The question arises of why June 24, and not 25. It has often been claimed that the Church authorities wanted to "Christianize" the pagan solstice celebrations and for this reason advanced Saint John's feast as a substitute for the former pagan festival. However, the real reason why Saint John's Day falls on June 24 lies in the Roman way of counting, which proceeded backward from the calends (first day) of the succeeding month. Christmas was "the eighth day before the Kalends of January" (Octavo Kalendas Januarii). Consequently, Saint John's nativity was put on the "eighth day before the Kalends of July." However, since June has only thirty days, in our way of counting the feast falls on June 24.

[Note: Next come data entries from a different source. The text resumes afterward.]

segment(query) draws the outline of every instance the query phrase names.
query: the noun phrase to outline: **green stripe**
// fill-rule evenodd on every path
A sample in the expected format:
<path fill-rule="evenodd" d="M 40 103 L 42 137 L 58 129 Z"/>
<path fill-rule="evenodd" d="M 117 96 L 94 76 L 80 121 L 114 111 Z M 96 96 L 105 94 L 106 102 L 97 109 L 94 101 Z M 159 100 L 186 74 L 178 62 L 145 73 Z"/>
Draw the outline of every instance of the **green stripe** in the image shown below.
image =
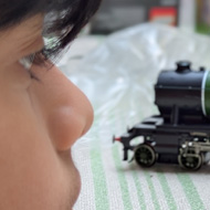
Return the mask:
<path fill-rule="evenodd" d="M 146 177 L 146 180 L 147 180 L 150 193 L 151 193 L 154 207 L 155 207 L 156 210 L 160 210 L 160 206 L 159 206 L 157 195 L 156 195 L 153 181 L 151 181 L 151 177 L 150 177 L 149 172 L 146 171 L 146 170 L 144 171 L 144 174 L 145 174 L 145 177 Z"/>
<path fill-rule="evenodd" d="M 176 210 L 177 204 L 176 204 L 175 198 L 172 197 L 172 193 L 171 193 L 170 187 L 168 185 L 168 181 L 166 179 L 166 176 L 164 175 L 162 171 L 158 172 L 157 176 L 158 176 L 158 180 L 161 185 L 162 191 L 165 193 L 166 201 L 168 203 L 168 208 L 170 210 Z"/>
<path fill-rule="evenodd" d="M 127 185 L 127 180 L 125 178 L 125 172 L 122 170 L 122 168 L 123 168 L 122 158 L 119 157 L 118 145 L 116 145 L 116 144 L 113 146 L 113 158 L 114 158 L 116 170 L 117 170 L 124 209 L 132 210 L 133 206 L 130 202 L 128 185 Z"/>
<path fill-rule="evenodd" d="M 141 186 L 140 186 L 140 181 L 139 181 L 139 174 L 136 172 L 136 171 L 133 171 L 133 177 L 134 177 L 134 182 L 135 182 L 135 186 L 136 186 L 136 191 L 137 191 L 137 196 L 138 196 L 138 202 L 139 202 L 139 206 L 140 206 L 140 209 L 141 210 L 146 210 L 147 207 L 146 207 L 146 203 L 145 203 L 145 196 L 143 193 L 143 190 L 141 190 Z"/>
<path fill-rule="evenodd" d="M 93 140 L 92 149 L 91 149 L 91 167 L 93 174 L 94 181 L 94 191 L 95 191 L 95 208 L 96 210 L 108 210 L 108 193 L 106 186 L 106 177 L 102 161 L 101 146 L 99 146 L 99 137 L 98 137 L 98 120 L 95 119 L 95 130 L 94 134 L 96 139 Z"/>
<path fill-rule="evenodd" d="M 183 188 L 186 197 L 192 210 L 204 210 L 200 196 L 189 175 L 178 174 L 178 179 Z"/>

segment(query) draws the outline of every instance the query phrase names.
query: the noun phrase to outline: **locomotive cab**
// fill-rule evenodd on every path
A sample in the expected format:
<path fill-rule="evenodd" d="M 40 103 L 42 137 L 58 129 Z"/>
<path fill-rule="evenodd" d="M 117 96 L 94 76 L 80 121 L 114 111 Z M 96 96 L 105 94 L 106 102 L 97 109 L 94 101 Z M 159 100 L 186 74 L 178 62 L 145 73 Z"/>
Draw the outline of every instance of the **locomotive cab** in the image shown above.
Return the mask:
<path fill-rule="evenodd" d="M 143 167 L 158 161 L 199 169 L 210 159 L 210 72 L 203 67 L 193 71 L 190 62 L 178 62 L 175 71 L 160 72 L 155 95 L 160 115 L 114 138 L 124 145 L 124 160 L 133 150 L 134 159 Z M 144 140 L 132 146 L 136 137 Z"/>

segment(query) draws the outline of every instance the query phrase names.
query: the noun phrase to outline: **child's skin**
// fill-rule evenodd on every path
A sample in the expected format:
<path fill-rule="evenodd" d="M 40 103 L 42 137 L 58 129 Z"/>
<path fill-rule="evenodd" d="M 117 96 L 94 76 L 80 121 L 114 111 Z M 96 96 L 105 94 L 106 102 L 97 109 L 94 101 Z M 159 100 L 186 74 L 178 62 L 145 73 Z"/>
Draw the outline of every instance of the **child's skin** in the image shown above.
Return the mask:
<path fill-rule="evenodd" d="M 1 210 L 71 210 L 80 193 L 71 147 L 93 109 L 55 66 L 33 65 L 36 81 L 20 64 L 43 48 L 42 24 L 39 14 L 0 31 Z"/>

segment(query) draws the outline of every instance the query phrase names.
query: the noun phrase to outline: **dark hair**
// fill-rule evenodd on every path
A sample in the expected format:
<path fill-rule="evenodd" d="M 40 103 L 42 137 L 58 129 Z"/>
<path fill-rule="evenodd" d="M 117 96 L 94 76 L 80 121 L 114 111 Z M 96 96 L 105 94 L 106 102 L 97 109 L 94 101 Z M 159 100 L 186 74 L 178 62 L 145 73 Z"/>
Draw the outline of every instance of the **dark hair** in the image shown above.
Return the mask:
<path fill-rule="evenodd" d="M 35 63 L 56 57 L 96 12 L 101 0 L 0 0 L 0 30 L 38 13 L 45 14 L 43 35 L 51 40 Z"/>

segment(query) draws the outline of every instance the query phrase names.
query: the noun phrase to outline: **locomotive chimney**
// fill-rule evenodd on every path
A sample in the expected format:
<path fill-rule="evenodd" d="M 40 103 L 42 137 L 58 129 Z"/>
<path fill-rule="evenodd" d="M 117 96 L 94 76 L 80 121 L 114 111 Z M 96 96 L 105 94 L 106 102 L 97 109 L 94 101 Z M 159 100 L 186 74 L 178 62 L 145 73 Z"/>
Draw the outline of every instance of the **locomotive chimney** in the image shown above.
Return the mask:
<path fill-rule="evenodd" d="M 191 63 L 189 61 L 179 61 L 177 62 L 177 72 L 182 73 L 182 72 L 189 72 L 191 67 Z"/>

The Baptist is patron of tailors (because he made his own garments in the desert), of shepherds (because he spoke of the "Lamb of God"), and of masons. This patronage over masons is traced to his words:
'Make ready the way of the Lord, make straight all his paths. Every valley shall be filled, and every mountain and hill shall be brought low, And the crooked shall be made straight, and the rough ways smooth.' (Luke 3, 4-6.)
All over Europe, from Scandinavia to Spain, and from Ireland to Russia, Saint John's Day festivities are closely associated with the ancient nature lore of the great summer festival of pre-Christian times. Fires are lighted on mountains and hilltops on the eve of his feast. These "Saint John's fires" burn brightly and quietly along the fiords of Norway, on the peaks of the Alps, on the slopes of the Pyrenees, and on the mountains of Spain (where they are called Hogueras). They were an ancient symbol of the warmth and light of the sun which the forefathers greeted at the beginning of summer. In many places, great celebrations are held with dances, games, and outdoor meals.
Fishermen from Brittany keep this custom even while far out at sea in the Arctic Ocean. They hoist a barrel filled with castoff clothing to the tip of the mainsail yard and set the contents on fire. All ships of the fishing fleet light up at the same time, about eight o'clock in the evening. The men gather around the mast, pray and sing. Afterward they celebrate in their quarters, and the captain gives each crew member double pay.
Another custom is that of lighting many small fires in the valleys and plains. People gather around, jump through the flames, and sing traditional songs in praise of the saint or of summer. This custom is based on the pre-Christian "need fires" (niedfyr, nodfyr) which were believed to cleanse, cure, and immunize people from all kinds of disease, curses, and dangers. In Spain these smaller fires (fogatas) are lighted in the streets of towns and cities, everybody contributing some old furniture or other wood, while children jump over the flames. In Brest, France, the bonfires are replaced by lighted torches which people throw in the air. In other districts of France they cover wagon wheels with straw, then set them on fire with a blessed candle and roll them down the hill slopes.